Panic Attacks

A panic attack is one way stress can manifest itself. It can be very frightening, particuarly the first time that it happens. Within the context of a stress reaction, there can be a number of reasons why we experience panic attacks. For example : feelings of anxiety; re-living an unpleasant experience or re-experiencing feelings associated with something unpleasant; not feeling in control; experiencing something new that has taken us/forced us out of our 'comfort zone' (e.g. a new job, or a stressful upcoming event); we want to flee from a situation - being in an enclosed space or whatever - but can't. These are just a few examples, and you may well know of or have experienced something different.

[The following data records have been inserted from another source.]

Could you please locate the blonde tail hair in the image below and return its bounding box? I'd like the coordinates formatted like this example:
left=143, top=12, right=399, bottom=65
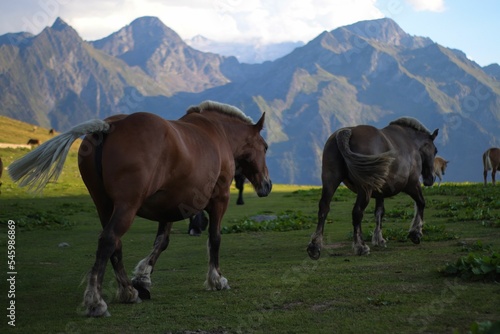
left=8, top=119, right=109, bottom=192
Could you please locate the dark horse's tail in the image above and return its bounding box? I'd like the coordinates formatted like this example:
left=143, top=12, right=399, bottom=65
left=9, top=119, right=109, bottom=192
left=336, top=129, right=395, bottom=191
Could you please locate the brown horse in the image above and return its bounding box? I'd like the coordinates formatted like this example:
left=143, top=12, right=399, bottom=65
left=433, top=156, right=449, bottom=187
left=483, top=147, right=500, bottom=185
left=307, top=117, right=438, bottom=260
left=9, top=101, right=272, bottom=316
left=234, top=166, right=246, bottom=205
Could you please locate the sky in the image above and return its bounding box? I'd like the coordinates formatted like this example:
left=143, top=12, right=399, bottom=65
left=0, top=0, right=500, bottom=66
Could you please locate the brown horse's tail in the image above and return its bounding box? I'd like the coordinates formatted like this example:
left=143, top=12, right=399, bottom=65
left=9, top=119, right=109, bottom=192
left=483, top=149, right=493, bottom=171
left=336, top=129, right=395, bottom=191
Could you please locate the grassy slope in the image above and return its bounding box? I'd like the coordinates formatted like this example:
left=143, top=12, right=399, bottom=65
left=0, top=116, right=500, bottom=333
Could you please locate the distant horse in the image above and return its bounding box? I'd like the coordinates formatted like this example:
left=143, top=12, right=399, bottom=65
left=483, top=147, right=500, bottom=185
left=433, top=156, right=449, bottom=187
left=9, top=101, right=272, bottom=316
left=307, top=117, right=438, bottom=260
left=26, top=138, right=40, bottom=145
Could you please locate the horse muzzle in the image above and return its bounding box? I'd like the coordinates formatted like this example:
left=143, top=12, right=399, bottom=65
left=256, top=179, right=273, bottom=197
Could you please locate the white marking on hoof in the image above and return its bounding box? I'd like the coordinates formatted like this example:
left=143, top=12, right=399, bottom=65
left=205, top=268, right=231, bottom=290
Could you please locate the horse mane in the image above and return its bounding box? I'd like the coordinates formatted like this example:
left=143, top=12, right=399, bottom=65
left=186, top=100, right=253, bottom=124
left=389, top=117, right=431, bottom=134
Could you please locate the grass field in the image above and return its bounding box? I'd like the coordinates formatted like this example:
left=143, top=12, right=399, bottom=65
left=0, top=142, right=500, bottom=333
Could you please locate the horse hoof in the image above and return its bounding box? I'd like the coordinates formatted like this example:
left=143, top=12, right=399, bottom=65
left=307, top=244, right=321, bottom=260
left=134, top=285, right=151, bottom=300
left=87, top=305, right=111, bottom=318
left=408, top=232, right=421, bottom=245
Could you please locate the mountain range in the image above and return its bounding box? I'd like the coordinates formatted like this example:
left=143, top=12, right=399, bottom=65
left=0, top=17, right=500, bottom=184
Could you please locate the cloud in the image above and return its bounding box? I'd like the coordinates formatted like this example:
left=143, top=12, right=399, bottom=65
left=0, top=0, right=383, bottom=43
left=406, top=0, right=446, bottom=12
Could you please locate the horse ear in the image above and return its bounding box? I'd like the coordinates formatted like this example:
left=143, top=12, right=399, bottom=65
left=255, top=112, right=266, bottom=132
left=431, top=129, right=439, bottom=140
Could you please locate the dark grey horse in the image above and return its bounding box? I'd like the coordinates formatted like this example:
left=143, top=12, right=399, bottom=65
left=307, top=117, right=438, bottom=260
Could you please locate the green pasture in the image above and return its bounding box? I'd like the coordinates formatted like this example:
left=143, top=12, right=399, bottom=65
left=0, top=149, right=500, bottom=333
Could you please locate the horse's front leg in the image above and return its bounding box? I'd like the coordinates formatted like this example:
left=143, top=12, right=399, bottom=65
left=83, top=207, right=139, bottom=317
left=132, top=222, right=173, bottom=299
left=372, top=197, right=387, bottom=247
left=408, top=183, right=425, bottom=244
left=352, top=190, right=371, bottom=255
left=205, top=200, right=230, bottom=290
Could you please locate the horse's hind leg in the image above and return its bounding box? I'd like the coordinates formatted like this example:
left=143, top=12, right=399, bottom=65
left=372, top=197, right=387, bottom=247
left=205, top=202, right=230, bottom=290
left=352, top=190, right=371, bottom=255
left=307, top=179, right=340, bottom=260
left=408, top=183, right=425, bottom=244
left=132, top=222, right=173, bottom=299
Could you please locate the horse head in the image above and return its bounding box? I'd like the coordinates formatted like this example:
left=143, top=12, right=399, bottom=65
left=235, top=113, right=273, bottom=197
left=419, top=129, right=438, bottom=187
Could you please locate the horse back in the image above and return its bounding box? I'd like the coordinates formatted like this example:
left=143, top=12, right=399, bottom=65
left=80, top=113, right=234, bottom=210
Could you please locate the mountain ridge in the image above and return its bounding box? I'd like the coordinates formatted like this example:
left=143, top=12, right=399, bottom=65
left=0, top=17, right=500, bottom=184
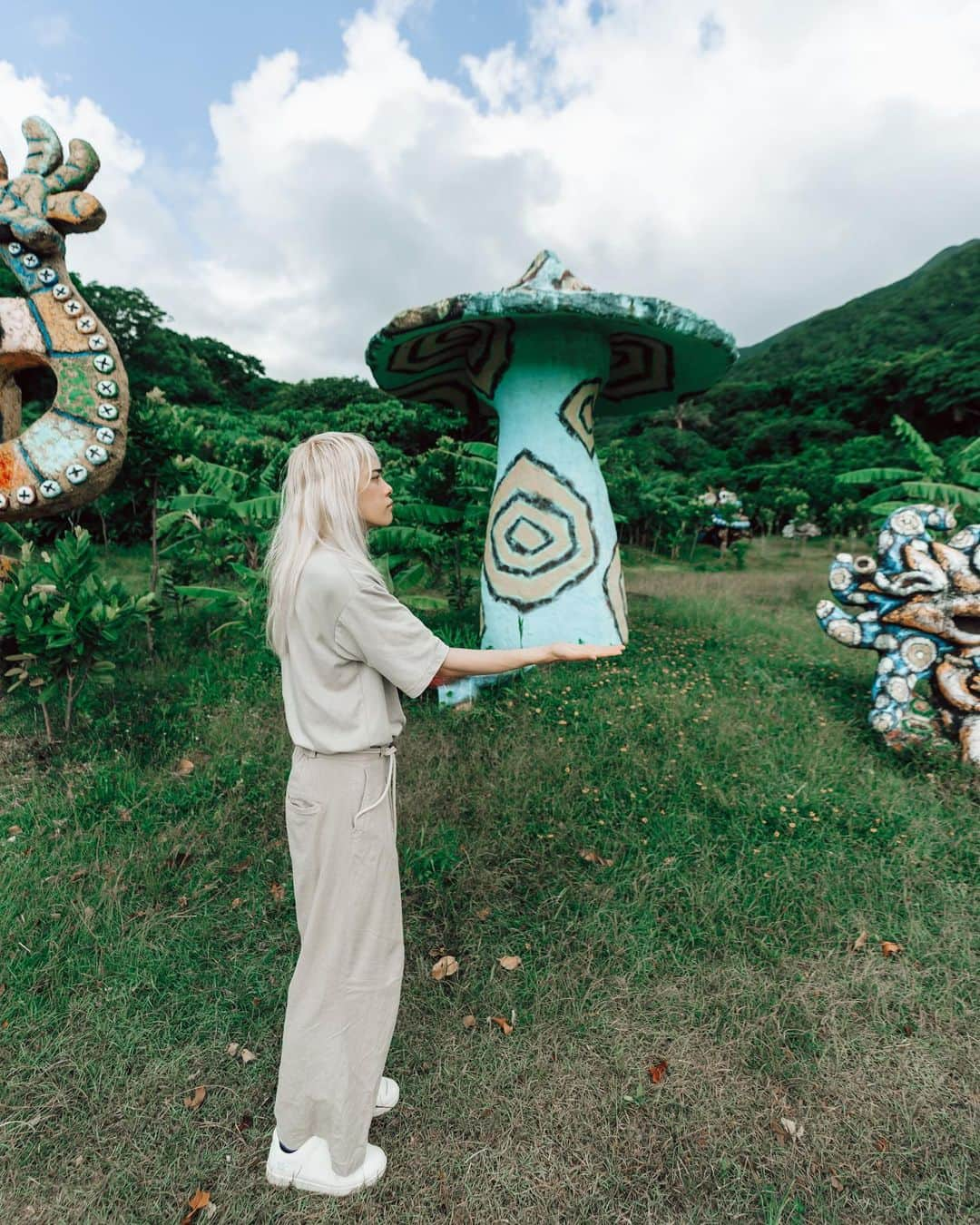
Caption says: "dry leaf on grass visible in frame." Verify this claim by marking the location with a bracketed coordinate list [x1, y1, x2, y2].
[647, 1060, 666, 1084]
[180, 1190, 211, 1225]
[429, 955, 459, 983]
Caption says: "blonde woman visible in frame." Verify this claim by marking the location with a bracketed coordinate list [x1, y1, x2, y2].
[266, 433, 623, 1196]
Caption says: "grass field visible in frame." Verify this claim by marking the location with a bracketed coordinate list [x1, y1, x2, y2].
[0, 542, 980, 1225]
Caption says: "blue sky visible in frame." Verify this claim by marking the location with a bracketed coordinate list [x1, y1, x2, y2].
[0, 0, 528, 164]
[0, 0, 980, 378]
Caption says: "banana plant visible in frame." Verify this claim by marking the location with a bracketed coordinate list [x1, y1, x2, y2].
[837, 414, 980, 514]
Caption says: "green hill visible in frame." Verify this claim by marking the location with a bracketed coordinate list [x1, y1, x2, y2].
[728, 239, 980, 382]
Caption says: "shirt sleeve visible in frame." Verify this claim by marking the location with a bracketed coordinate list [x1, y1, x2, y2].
[335, 583, 449, 697]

A panic attack engenders the body's natural 'fight or flight' reaction. When there's no real external threat, the adrenaline pumping around the body is experienced as a panic attack : the heart beats fast and hard, and we may sweat, feel faint or nauseous. If you experience a panic atttack, it's important to remind yourself that none of these feelings can harm you - you are not going to have a heart attack, faint or be sick. Although you may feel very strange, no-one else is likely to notice that anything is wrong. There are some things you can try if you feel a panic attack coming on

  • Try to deepen your breathing and relax
  • Distract yourself by thinking about something else or focusing on an item in the room
  • Try to block any panicky or worrying thoughts
  • Remind yourself that the feelings will pass and you can get through it

As you manage your panic in this way, your brain and body begin to recognise that there is no real danger, the supply of adrenaline to the bloodstream is cut off, and the symptoms will subside.